A new transportation and infrastructure bill proposed by Congressional Democrats seeks to invest nearly $500 billion in highways, bridges, safer streets, zero-emission vehicles, and public transit. The bill, however, would also delay, by as much as 18 months, the new Federal Motor Carrier Safety Administration’s hours-of-service (HOS) final rule which had been set to go into effect on Sept. 29.
A “comprehensive review” of the new rules is now part of the House of Representatives’ bill, titled Investing in a New Vision for the Environment and Surface Transportation in America Act (INVEST in America), proposed by Transportation and Infrastructure Chairman Peter DeFazio, D-Oregon.
The bill includes $319 billion for highways and infrastructure, including fixing nearly 50,000 structurally compromised bridges across the nation. The bill represents “the largest highway legislation in history” and nearly doubles a similar $287 billion bill recently introduced in the Senate.
The bill would provide $4.6 billion over five years to the FMCSA, part of which would be used for a Large Truck Crash Causal Factors Study. It would offer incentives for reducing emissions related pollution and increase the funding for charging stations for zero-emission vehicles. The bill would also provide $250 million for truck parking projects.
The legislation, if passed, would require a delay in the HOS final rule until 60 days after the submission of a “comprehensive review of hours of service rules and the impacts of waivers, exemptions, and other allowances that limit the applicability of such rules.”
The new HOS rules would have made four significant changes for truckers including increasing safety and flexibility for the 30-minute break rule. It would modify the sleeper berth exception by allowing drivers to split the required 10-hours off duty into two periods, an 8/2 split or a 7/3 split with neither period counting against a driver’s 14-hour driving window.
It would modify the adverse driving conditions exception by extending the time during which driving is permitted by two hours. And, it would change the short-haul exception available to certain commercial drivers by extending the driver’s on-duty period from 12 to 14 hours and extending the distance limit from 100 air miles to 150 air miles.

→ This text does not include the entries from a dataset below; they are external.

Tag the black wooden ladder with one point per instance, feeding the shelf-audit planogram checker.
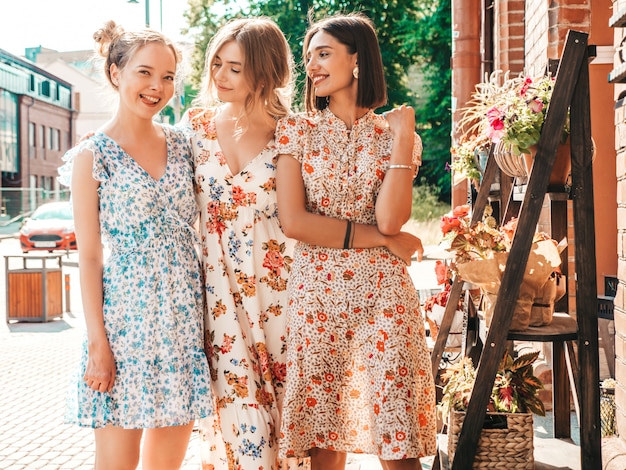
(571, 91)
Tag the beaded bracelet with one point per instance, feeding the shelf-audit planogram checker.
(400, 167)
(346, 240)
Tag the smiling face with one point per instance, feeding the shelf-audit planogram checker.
(227, 74)
(329, 66)
(146, 83)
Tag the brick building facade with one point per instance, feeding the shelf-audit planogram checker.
(524, 36)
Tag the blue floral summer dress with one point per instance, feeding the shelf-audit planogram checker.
(153, 292)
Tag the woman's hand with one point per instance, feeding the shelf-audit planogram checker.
(100, 373)
(404, 245)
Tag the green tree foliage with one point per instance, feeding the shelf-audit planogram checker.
(431, 44)
(410, 32)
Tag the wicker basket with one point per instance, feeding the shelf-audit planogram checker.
(510, 447)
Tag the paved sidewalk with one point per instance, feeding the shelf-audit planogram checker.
(37, 359)
(36, 362)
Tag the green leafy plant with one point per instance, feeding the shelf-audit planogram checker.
(515, 388)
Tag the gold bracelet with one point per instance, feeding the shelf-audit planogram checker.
(400, 167)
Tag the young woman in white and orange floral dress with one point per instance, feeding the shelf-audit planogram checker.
(246, 256)
(358, 370)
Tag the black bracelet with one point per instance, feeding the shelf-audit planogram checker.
(346, 240)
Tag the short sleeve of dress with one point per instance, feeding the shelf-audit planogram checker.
(98, 172)
(290, 135)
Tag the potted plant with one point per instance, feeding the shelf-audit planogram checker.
(480, 257)
(509, 112)
(507, 434)
(514, 390)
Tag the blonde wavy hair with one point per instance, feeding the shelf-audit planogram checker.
(267, 67)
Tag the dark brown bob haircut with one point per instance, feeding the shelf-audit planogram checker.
(357, 33)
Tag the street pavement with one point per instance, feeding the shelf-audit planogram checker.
(37, 359)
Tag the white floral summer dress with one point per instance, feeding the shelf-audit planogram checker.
(153, 298)
(246, 260)
(358, 370)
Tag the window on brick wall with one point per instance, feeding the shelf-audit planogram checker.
(32, 140)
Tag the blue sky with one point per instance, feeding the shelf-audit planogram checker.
(68, 25)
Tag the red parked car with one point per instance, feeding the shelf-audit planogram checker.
(50, 227)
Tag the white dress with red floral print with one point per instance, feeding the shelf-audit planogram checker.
(358, 370)
(246, 259)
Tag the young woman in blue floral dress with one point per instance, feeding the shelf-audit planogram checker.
(246, 256)
(144, 373)
(358, 370)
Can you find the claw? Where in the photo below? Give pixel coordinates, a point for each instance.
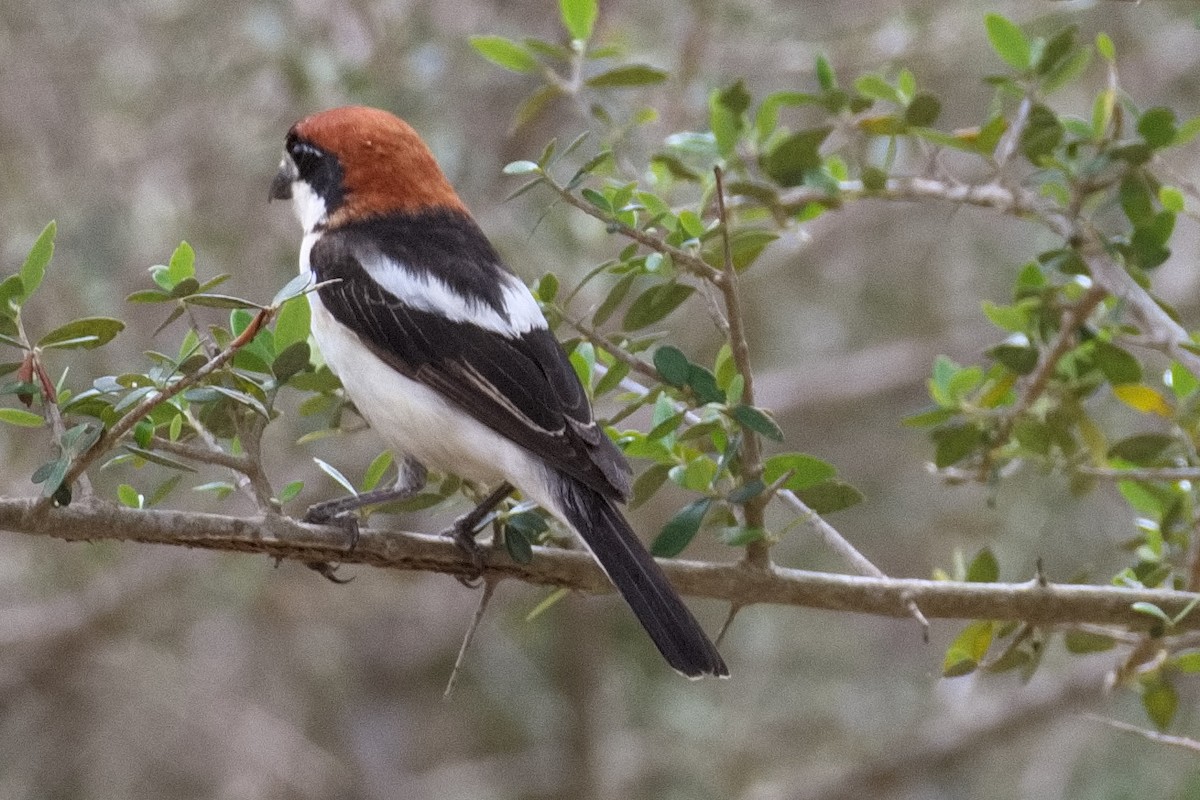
(345, 519)
(465, 539)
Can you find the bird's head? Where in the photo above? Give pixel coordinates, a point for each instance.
(355, 162)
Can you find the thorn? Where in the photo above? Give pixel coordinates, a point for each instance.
(329, 571)
(477, 618)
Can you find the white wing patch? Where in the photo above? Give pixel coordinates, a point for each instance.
(430, 293)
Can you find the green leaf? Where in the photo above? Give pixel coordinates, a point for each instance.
(1187, 661)
(1141, 450)
(654, 304)
(1043, 132)
(791, 158)
(291, 491)
(1083, 642)
(1157, 127)
(579, 17)
(1117, 365)
(826, 77)
(807, 470)
(521, 168)
(88, 332)
(875, 86)
(831, 495)
(672, 366)
(969, 649)
(143, 432)
(334, 473)
(294, 359)
(376, 470)
(648, 483)
(759, 421)
(163, 489)
(517, 543)
(615, 298)
(923, 110)
(220, 301)
(129, 495)
(955, 443)
(12, 294)
(33, 270)
(51, 475)
(1008, 41)
(241, 398)
(149, 295)
(631, 74)
(1171, 199)
(703, 384)
(984, 567)
(504, 53)
(181, 264)
(1161, 702)
(1020, 359)
(1056, 49)
(1137, 198)
(681, 529)
(21, 417)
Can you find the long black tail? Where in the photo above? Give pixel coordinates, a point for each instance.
(640, 581)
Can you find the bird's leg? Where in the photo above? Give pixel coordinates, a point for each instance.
(463, 531)
(341, 511)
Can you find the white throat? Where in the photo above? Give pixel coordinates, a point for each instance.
(309, 205)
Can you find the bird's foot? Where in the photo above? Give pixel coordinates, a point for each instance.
(329, 513)
(462, 534)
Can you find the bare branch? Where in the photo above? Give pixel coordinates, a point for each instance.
(1153, 735)
(1162, 332)
(735, 582)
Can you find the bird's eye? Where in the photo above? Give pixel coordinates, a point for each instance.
(306, 156)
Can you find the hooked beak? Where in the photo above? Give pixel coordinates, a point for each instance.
(281, 187)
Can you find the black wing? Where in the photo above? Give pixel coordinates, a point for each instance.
(521, 386)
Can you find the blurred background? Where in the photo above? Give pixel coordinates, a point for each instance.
(139, 672)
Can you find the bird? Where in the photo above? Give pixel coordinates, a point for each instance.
(448, 356)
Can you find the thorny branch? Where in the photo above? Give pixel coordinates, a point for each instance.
(282, 537)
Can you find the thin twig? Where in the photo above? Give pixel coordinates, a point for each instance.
(113, 435)
(203, 455)
(1007, 145)
(1141, 473)
(601, 341)
(757, 552)
(1153, 735)
(682, 258)
(281, 537)
(469, 636)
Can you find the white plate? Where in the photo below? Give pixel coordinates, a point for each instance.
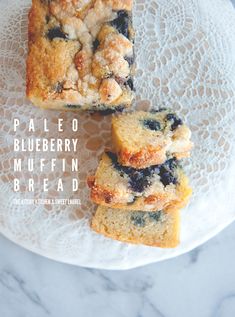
(185, 53)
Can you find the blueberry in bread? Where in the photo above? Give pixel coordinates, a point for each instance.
(80, 55)
(157, 187)
(156, 228)
(143, 138)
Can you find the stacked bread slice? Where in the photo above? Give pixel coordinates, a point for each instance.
(140, 185)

Reactions to the House proposal from industry stakeholders were mostly positive. Chris Spear, American Trucking Associations President, and CEO said in a statement, “This draft legislation contains significant investment in our country’s roads and bridges and approaches highway and truck safety from a data-driven perspective. And while we may not agree on every provision therein, this is a real and commendable step on the part of the committee to advance the process in the House and ultimately arrive at a negotiable solution with the Senate.”
Republicans, however, pointed out the bill would need to have their input, saying that transportation-related issues have always been bipartisan. But, since infrastructure has become an urgent priority in recent years, a compromise between House Democrats and Senate Republicans should be on the horizon.